Now, we can prove that this algorithm is a 3-approximation algorithm. Even though algorithm increase uniformly, we can just pick the smallest delta value of constraints to run this algorithm in polynomial time. With this, all other parts of algorithm are polynomial. Therefore, this algorithm runs in a polynomial time.
Now, let’s think about the solution that assigning $i$ to $j$ which $i$ that contributes to $j$ and assigning $i$ that doesn’t contributes to the facility in $T’$ to facility $j$ in $T’$ such that maximizes $v_j$. Notice that from the algorithm we forced it to contributes to only one facility or none of facility.

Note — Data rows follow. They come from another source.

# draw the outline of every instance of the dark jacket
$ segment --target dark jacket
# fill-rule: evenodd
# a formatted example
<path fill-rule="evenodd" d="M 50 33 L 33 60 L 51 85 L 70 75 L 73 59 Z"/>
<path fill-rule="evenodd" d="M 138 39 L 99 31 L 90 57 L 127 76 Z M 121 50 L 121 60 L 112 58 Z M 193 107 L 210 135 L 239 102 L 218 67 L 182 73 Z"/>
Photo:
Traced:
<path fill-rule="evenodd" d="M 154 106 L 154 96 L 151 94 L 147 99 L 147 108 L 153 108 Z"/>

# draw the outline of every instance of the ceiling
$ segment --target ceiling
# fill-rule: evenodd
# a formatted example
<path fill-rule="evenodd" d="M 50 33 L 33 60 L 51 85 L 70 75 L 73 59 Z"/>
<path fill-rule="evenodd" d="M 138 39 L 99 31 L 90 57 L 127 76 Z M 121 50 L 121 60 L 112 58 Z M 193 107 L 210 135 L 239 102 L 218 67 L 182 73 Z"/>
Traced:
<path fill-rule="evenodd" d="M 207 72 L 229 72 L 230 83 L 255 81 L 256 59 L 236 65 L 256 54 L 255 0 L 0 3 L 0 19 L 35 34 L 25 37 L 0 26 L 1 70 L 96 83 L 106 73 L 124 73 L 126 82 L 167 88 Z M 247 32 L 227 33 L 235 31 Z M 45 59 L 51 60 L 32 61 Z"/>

Let’s define $A(i)$ $\subseteq$ $N(i)$ as the set of assigned clients to faciltiy $i$ which clients neighbors $i$ $\in$ $T$, $Z$ as the set of clients that doesn’t neighbors any $j$ $\in$ $T$ and $X(j)$ $\in$ $T’$ as the facility that client $j$ assigned for $j$ such that contributes none of $T’$. Notice that all of clients that contributes none of $T’$ will not be in $A(i)$ because it should neighbor of some in $T’$ if it contributes. At the same time, all of clients that contributes some of $T’$ will be in $A(i)$ because it should neighbor of some in $T’$. Then, total cost will be $\sum\limits_{i \in T’}(f_i + \sum\limits_{j \in A(i)}c_{ij})$ $+$ $\sum\limits_{j \in Z}c_{X(j)j}$. Then, $\sum\limits_{i \in T’}(f_i + \sum\limits_{j \in A(i)}c_{ij})$ $=$ $\sum\limits_{i \in T’}\sum\limits_{j \in A(i)}(w_{ij} + c_{ij})$ $=$ $\sum\limits_{i \in T’}\sum\limits_{j \in A(i)}v_{j}$. Notice that first equality comes from that $i$ $\in$ $T’$ $\subseteq$ $T$ and $T$ is the set of facility that become tight. At the same time, $w_{ij}$ $+$ $c_{ij}$ $=$ $v_j$ because $j$ is tight. Notice that $j$ is tight because $j$ will contributes to only one facility and $j$ will be assigned to there. Now, $\sum\limits_{j \in Z}c_{X(j)j}$ $\le$ $3\sum\limits_{j \in Z}v_{X(j)}$ if we pick $X(i)$ as the maximum possible one for $v_j$. Notice that we proved that “if $j$ doesn’t have a neighbor in $T’$ then there exists $i \in T’$ such that $c_{ij} \le 3v_j$”. Therefore, claim holds.